Two Days, One Night Is the Pick of the Week

My DVD/Blu-ray collection is divided up into a few different categories.  There are TV shows, foreign films, my main collection, and then the Criterions.  I mention this because over the last week I’ve had two different sets of people over to the house admiring my collection who had no idea what the Criterion Collection was.  They were both movies lovers with decent collections themselves, not some noobs with only a couple of Disney flicks in their home library.  It was shocking to me that they hadn’t heard of Criterion.  In the small, nerdy world in which I tend to live, Criterion holds a vaulted place in our hearts, minds, and home theatres.  I quickly gave them a little lecture on how amazing Criterion is bringing some of the best and interesting foreign and arthouse films into our homes while at the same time presenting them in their best possible picture and audio quality and usually complimenting them with all sorts of extras that give the film buff context and insights.

I probably scared them off with some of that, but I’m ridiculously passionate about this little niche video-distribution company.  I’m not the only one either, there is a rabid fanbase on Reddit and Tumblr and you can find any number of blogs and websites dedicated to the films released by Criterion.  People spend years of their lives trying to watch every film in the collection and sometimes spend enormous amounts of money buying films from the collection than have gone out of print.  It really is kind of an addictive obsession.  So much so that I have to force myself not to simply pick whatever the company is releasing on a given week for this column.

Normally, I try to limit Criterion to only being picked a few times a year.  Alas, for the second week in a row, I’m choosing a Criterion release which is against my rules, but frankly there just isn’t much else coming out that excites me.  My favorite thing about Criterion is that they release a lot of older, foreign films that would otherwise be difficult to find on home video, and they clean them up to (near) perfection.  My second favorite thing is that they release newer, somewhat obscure films and put a spotlight on them so that an American audience can enjoy them when they might not have heard of them otherwise.

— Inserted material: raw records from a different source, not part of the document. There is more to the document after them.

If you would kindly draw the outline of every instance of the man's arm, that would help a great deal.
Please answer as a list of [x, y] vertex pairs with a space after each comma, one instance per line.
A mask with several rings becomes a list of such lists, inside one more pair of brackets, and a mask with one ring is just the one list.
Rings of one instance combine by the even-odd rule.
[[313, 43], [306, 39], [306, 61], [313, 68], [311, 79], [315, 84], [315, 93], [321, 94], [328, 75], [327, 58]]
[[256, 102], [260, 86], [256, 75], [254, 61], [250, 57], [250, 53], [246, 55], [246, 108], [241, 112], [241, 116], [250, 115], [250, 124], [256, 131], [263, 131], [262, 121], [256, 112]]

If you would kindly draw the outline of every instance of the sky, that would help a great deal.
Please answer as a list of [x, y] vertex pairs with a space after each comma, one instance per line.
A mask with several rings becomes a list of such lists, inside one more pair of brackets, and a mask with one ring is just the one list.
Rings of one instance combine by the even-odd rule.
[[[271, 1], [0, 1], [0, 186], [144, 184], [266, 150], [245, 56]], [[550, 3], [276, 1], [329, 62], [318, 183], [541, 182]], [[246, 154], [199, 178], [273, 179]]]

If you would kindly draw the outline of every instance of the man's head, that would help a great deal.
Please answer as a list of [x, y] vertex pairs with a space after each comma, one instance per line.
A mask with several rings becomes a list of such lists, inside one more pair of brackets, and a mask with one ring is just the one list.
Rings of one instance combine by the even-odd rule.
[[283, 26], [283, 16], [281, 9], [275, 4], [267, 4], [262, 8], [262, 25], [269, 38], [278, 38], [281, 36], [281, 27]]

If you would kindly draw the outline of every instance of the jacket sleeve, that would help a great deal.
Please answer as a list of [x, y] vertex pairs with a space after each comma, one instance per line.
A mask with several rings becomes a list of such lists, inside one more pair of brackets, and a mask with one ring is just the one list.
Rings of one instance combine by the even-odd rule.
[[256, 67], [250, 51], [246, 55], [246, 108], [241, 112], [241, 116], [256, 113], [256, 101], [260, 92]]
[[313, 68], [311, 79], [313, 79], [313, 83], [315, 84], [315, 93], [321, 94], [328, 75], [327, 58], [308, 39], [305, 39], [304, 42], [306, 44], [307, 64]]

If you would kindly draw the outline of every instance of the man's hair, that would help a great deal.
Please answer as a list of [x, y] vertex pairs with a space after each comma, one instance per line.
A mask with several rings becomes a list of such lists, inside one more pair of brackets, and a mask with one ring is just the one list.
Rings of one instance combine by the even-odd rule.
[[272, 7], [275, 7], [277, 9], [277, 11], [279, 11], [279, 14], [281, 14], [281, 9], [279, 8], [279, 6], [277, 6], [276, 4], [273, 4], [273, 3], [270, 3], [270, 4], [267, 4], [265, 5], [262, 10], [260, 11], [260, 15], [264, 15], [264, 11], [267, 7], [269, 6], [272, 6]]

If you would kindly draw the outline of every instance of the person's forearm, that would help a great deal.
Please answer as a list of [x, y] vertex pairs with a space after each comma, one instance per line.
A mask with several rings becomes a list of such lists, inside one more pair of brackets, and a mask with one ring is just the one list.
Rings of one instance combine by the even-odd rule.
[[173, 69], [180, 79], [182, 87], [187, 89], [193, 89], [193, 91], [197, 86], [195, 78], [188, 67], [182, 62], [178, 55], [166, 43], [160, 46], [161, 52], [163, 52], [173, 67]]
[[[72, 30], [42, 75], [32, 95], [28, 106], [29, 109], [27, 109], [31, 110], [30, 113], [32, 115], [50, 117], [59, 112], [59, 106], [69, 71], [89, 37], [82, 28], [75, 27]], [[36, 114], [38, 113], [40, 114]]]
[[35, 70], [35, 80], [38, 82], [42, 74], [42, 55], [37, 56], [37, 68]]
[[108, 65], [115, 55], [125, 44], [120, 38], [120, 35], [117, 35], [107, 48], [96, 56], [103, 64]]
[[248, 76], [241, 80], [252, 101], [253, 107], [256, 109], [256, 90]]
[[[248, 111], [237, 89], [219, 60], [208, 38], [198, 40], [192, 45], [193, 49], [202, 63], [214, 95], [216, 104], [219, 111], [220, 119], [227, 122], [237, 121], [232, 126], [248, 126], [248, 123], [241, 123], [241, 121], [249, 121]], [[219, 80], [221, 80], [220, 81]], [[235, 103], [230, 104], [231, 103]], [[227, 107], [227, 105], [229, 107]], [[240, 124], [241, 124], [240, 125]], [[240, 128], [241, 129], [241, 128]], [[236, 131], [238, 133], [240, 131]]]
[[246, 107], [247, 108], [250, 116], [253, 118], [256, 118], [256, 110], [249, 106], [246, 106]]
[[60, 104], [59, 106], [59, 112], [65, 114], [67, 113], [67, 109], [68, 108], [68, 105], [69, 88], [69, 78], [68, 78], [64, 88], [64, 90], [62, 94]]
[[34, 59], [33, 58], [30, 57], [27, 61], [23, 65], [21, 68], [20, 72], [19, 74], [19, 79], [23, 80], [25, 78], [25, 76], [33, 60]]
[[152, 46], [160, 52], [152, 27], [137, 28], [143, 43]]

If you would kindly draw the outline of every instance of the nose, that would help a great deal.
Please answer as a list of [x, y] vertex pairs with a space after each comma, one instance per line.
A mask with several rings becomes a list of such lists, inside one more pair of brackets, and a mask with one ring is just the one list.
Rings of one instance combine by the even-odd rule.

This is where Two Days, One Night comes in (also an excuse).  The excuse is that I had originally picked the Criterion release of Kurosawa’s masterful Throne of Blood.  I wrote a slightly different version of the first 2-1/2 paragraphs of this column then started to suspect that Throne of Blood had already been released in Blu-ray on Criterion and thus this must be a re-release.  This suspicion became reality and I knew I needed to scrap it as my pick.  They’ve done this to me before and I can’t really say why.  I’m guessing that Throne of Blood was initially released in their brief flirtation with releasing both the Blu-ray and DVD in what they were calling dual-format (which just meant that they came in the same box instead of two separate ones).  It didn’t take long for them to scrap that concept and I think they are now re-releasing the popular ones separately now.  Whatever the reason, its very obnoxious from a new release stand-point.

But back to Two Days, One Night.  Marion Cotillard stars in this Belgian/French/Italian flick where she stars as a factory worker who is sent home for a couple of days after a nervous breakdown.  While she’s gone, the management realizes that they can talk the rest of the workers into working slightly longer each day and cover her work.  They offer a bonus to make this a permanent move and Cotillard’s character suddenly has to convince her fellow workers to say no.

That is an incredibly timely concept, and I’ve loved Cotillard in everything I’ve seen her in.  My wife adores French films and we lived in the area of Belgium where it was filmed for a bit.  And it’s a typical looking Criterion release which is to say – brilliant.  All of which adds up to Two Days, One Night becoming my Pick of the Week, even if it comes in slightly slanted.

Also out this week that looks interesting:

Citzenfour:  A documentary about Edward Snowden.  Director Laura Poitras was there with him in Hong Kong while he was releasing the documents that made him famous.  It has gotten great reviews.

Aloha:  Bradley Cooper, Emma Stone, Rachel McAdams, Bill Murray, John Krasinski, and Alec Baldwin in a film directed by Cameron Crowe set in Hawaii.  Should have been a modern classic.  Judging by its reviews, it’s a stinking pile of coconut dung.  Which kind of draws it to me even more.

The Walking Dead: Season 5:  I’ve never been smitten by this zombie show as the millions of minions have.  I’m actually somewhere still in season three with no advancement in sight.  It is an incredibly flawed series starting with writers who never seem to know where they are going.  Still, I do love me some zombies eating bloody guts by the truck load so I’ll keep (slowly) plugging away.